Looking for a study...help!!

  1. Looking for a study...help!!

    Ok, I hear EVERYWHERE and read EVERYWHERE by trusted names at trusted forums that squats, deads, and the like increase testosterone levels. Now, I can find a million articles done (without citation) by bodybuilders and powerlifters at their personal webpages and I can find endless threads that talk about the supporting research for compound power-movements increasing: Test, GH, and IGF-1 being endless, however I cannot find a single scientific study to back that claim up.

    I personally believe it. I experience gains on all of my lifts and on my measurements when I started squatting and deadlifting after I had not been for a long time. However, I would really like to find an study or an article that can be considered a trustworthy source to back this up.

    So, if anybody has a study that relates increased test (and gh, and igf-1 if possible) to movements such as squats and deads, I'd really appreciate it if you could give me a hand


  2. there was a gigantic debate about this one time between bobo and iron addict. can't remember if studies were provided or not, but the consensus eventually came down to any compound movement increases GH levels and the like. i'll do some searching and see what i can find.

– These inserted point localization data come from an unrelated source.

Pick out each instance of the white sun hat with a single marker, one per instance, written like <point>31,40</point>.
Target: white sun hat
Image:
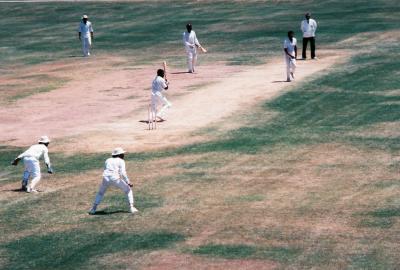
<point>44,139</point>
<point>117,151</point>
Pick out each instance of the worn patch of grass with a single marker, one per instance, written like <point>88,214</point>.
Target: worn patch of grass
<point>73,249</point>
<point>374,261</point>
<point>280,254</point>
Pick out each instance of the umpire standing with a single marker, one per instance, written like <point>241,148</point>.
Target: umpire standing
<point>308,27</point>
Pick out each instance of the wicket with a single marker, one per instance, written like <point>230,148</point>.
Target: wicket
<point>152,118</point>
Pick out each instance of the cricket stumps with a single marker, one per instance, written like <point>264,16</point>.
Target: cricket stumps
<point>152,118</point>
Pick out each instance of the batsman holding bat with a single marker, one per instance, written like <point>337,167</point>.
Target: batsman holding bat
<point>31,159</point>
<point>158,85</point>
<point>191,44</point>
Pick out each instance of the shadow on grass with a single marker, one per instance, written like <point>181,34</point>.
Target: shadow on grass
<point>74,249</point>
<point>112,212</point>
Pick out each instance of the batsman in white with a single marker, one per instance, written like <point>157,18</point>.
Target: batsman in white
<point>290,49</point>
<point>31,159</point>
<point>114,174</point>
<point>308,27</point>
<point>159,84</point>
<point>85,34</point>
<point>191,44</point>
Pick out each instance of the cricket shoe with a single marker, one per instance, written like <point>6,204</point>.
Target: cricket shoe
<point>133,210</point>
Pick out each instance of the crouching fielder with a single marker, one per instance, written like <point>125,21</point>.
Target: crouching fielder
<point>159,84</point>
<point>115,175</point>
<point>290,48</point>
<point>31,159</point>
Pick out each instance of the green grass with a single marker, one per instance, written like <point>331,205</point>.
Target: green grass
<point>279,254</point>
<point>339,106</point>
<point>74,249</point>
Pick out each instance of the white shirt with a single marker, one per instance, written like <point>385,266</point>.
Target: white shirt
<point>158,85</point>
<point>85,29</point>
<point>190,40</point>
<point>308,28</point>
<point>114,167</point>
<point>37,151</point>
<point>290,45</point>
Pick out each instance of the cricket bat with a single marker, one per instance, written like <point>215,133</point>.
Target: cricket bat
<point>165,69</point>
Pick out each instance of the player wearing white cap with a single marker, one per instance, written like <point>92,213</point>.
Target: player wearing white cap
<point>85,34</point>
<point>158,85</point>
<point>191,44</point>
<point>290,49</point>
<point>308,27</point>
<point>31,159</point>
<point>114,174</point>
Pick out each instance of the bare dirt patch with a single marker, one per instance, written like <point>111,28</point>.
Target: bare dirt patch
<point>105,110</point>
<point>169,260</point>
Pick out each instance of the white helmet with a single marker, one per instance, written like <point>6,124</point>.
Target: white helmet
<point>44,139</point>
<point>117,151</point>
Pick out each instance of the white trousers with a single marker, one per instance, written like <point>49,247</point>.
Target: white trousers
<point>191,59</point>
<point>110,181</point>
<point>290,66</point>
<point>157,98</point>
<point>86,43</point>
<point>32,169</point>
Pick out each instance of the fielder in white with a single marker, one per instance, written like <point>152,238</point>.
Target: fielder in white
<point>191,44</point>
<point>290,49</point>
<point>31,159</point>
<point>114,174</point>
<point>159,84</point>
<point>85,34</point>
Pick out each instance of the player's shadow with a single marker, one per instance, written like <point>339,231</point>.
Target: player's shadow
<point>147,121</point>
<point>105,213</point>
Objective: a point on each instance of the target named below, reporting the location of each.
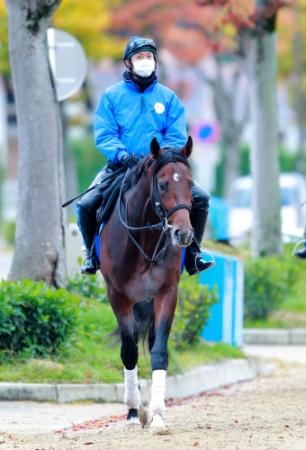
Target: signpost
(67, 61)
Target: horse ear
(187, 149)
(155, 148)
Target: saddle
(110, 186)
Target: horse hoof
(132, 418)
(158, 426)
(133, 422)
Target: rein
(162, 213)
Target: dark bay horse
(141, 260)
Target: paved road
(265, 414)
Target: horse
(140, 262)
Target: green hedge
(192, 311)
(268, 281)
(35, 320)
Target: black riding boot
(194, 262)
(87, 225)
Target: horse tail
(143, 315)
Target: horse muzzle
(180, 237)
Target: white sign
(68, 62)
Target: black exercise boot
(194, 262)
(90, 264)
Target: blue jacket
(126, 120)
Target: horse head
(171, 190)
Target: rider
(129, 114)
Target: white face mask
(144, 67)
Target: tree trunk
(260, 51)
(227, 93)
(39, 246)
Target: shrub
(87, 286)
(35, 319)
(192, 312)
(266, 282)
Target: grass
(93, 356)
(291, 312)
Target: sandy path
(265, 414)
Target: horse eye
(163, 186)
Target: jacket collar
(140, 83)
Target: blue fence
(226, 316)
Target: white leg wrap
(131, 390)
(158, 391)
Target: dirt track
(266, 414)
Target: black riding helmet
(138, 44)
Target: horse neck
(140, 210)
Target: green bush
(87, 286)
(35, 320)
(192, 311)
(267, 281)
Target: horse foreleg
(129, 356)
(164, 307)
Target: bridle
(158, 207)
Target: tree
(253, 26)
(259, 45)
(40, 227)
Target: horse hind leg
(132, 395)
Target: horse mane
(146, 162)
(137, 171)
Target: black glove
(128, 161)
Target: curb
(191, 383)
(274, 336)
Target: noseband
(158, 207)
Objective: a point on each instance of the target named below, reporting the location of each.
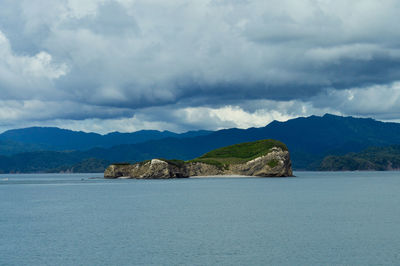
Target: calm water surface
(315, 218)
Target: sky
(179, 65)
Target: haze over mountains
(309, 140)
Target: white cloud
(195, 64)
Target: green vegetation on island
(240, 153)
(265, 158)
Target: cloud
(209, 64)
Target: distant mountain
(56, 139)
(309, 140)
(374, 158)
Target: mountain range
(309, 139)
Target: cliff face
(274, 164)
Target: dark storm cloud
(130, 58)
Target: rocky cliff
(273, 162)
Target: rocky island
(263, 158)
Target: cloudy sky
(126, 65)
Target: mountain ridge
(309, 139)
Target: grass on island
(240, 153)
(234, 154)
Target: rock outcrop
(276, 163)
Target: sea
(315, 218)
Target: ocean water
(316, 218)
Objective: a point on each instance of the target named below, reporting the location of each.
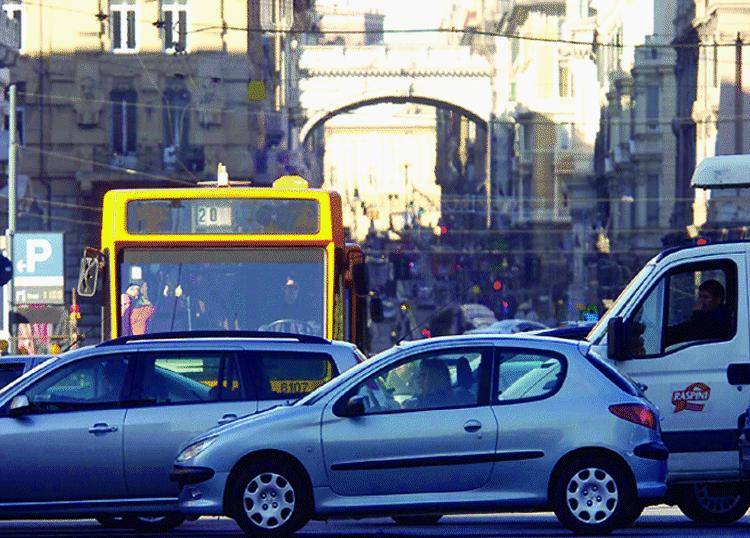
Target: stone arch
(322, 116)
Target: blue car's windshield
(4, 390)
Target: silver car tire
(270, 499)
(593, 495)
(707, 507)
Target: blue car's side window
(88, 383)
(433, 380)
(191, 377)
(525, 375)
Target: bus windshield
(268, 289)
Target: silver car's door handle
(229, 417)
(472, 426)
(102, 428)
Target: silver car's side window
(87, 383)
(525, 375)
(182, 378)
(435, 380)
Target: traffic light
(6, 270)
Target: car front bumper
(204, 498)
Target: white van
(681, 328)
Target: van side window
(694, 303)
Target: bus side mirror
(88, 277)
(617, 339)
(361, 280)
(376, 309)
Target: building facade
(552, 102)
(136, 94)
(721, 106)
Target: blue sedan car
(478, 423)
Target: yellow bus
(227, 257)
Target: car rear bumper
(204, 498)
(648, 462)
(744, 443)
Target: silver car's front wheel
(269, 500)
(592, 495)
(272, 499)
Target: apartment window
(564, 135)
(122, 24)
(652, 200)
(175, 18)
(716, 65)
(14, 10)
(20, 113)
(652, 107)
(565, 80)
(124, 121)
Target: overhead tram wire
(102, 16)
(247, 112)
(128, 171)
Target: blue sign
(39, 268)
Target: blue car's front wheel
(269, 499)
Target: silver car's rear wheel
(269, 500)
(592, 495)
(714, 503)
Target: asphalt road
(660, 521)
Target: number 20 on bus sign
(210, 216)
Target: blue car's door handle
(102, 427)
(229, 417)
(472, 426)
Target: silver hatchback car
(478, 423)
(94, 432)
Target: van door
(683, 334)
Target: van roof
(722, 172)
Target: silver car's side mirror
(355, 407)
(19, 405)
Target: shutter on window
(182, 28)
(132, 119)
(117, 141)
(131, 29)
(168, 32)
(116, 30)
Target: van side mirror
(738, 374)
(617, 339)
(376, 309)
(88, 277)
(354, 407)
(361, 279)
(19, 405)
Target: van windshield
(600, 329)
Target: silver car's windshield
(232, 289)
(315, 395)
(597, 332)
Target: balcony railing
(540, 211)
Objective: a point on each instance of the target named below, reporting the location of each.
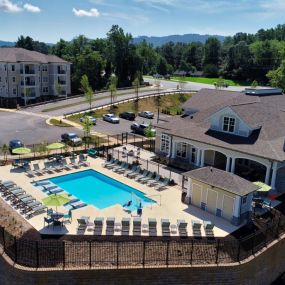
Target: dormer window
(229, 124)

  3. Actually its any type of resistance training that will accomplish this.
    For answers to board issues, read the Suggestion and News forum at the bottom of the main page.

  4. Quote Originally Posted by Bobo
    Actually its any type of resistance training that will accomplish this.
    I understand this, and I actually ran through that thread. LOL, good read

    I should have made my question more specific. I've found research that concludes there is a small, but discernable difference in the inrease in Test levels between low-moderate and high intensity compounds (squats). I'm looking to find out if in the long term, say 6 months to a year, the increased levels of Test, although small, would make a differnece in lean mass gains for parts that go largely uneffected (directly) by those compound, heavy movements (like squats or deads) that cause a larger increase in Test level spikes.

    Here's the study:

    Hormonal responses to high- and moderate-intensity strength exercise.

    Raastad T, Bjoro T, Hallen J.

    The Norwegian University of Sport and Physical Education, Oslo. [email protected]

    The hormonal responses of nine male, strength athletes to strength exercise were examined. The athletes performed one moderate- and one high-intensity strength exercise workout. In the high-intensity workout, the load was 100% of each subject's three-repetition maximum (3-RM) for squats and front squats, and 100% of each subject's six-repetition maximum (6-RM) for leg extensions. In the moderate-intensity workout, the load was 70% of the high-intensity protocol. Rest periods between sets were 4-6 min for both workouts. Blood samples were taken before, 30 min into, and every 15 min for the 1st h after exercise, and then 3, 7, 11, 22 and 33 h after exercise, thus allowing examination of both the acute and prolonged hormonal responses. Blood samples were analyzed for testosterone, luteinizing hormone (LH), follicle stimulating hormone (FSH), cortisol, adrenocorticotrophic hormone (ACTH), growth hormone (GH), insulin-like growth factor (IGF-1), insulin, sex hormone binding globulin, creatine kinase, total protein, glucose and lactate. The acute responses of testosterone and cortisol were greater during the high-intensity protocol as compared to the moderate-intensity protocol. The cortisol response was associated with an increase in ACTH concentration. LH and FSH showed no response to either protocol. Acute GH responses were not different between protocols. There were great inter-individual differences in acute GH responses to both protocols. There were no significant differences between protocols with regard to prolonged responses for any hormone. In both trials, IGF-1 concentrations were significantly lower at 0800 hours the morning after exercise as compared to concentrations found at 0800 hours the morning before exercise. The mechanisms responsible for reducing IGF-1 concentration in these trials are unclear, and it is not known if this reduction observed 22 hours after exercise is of physiological significance.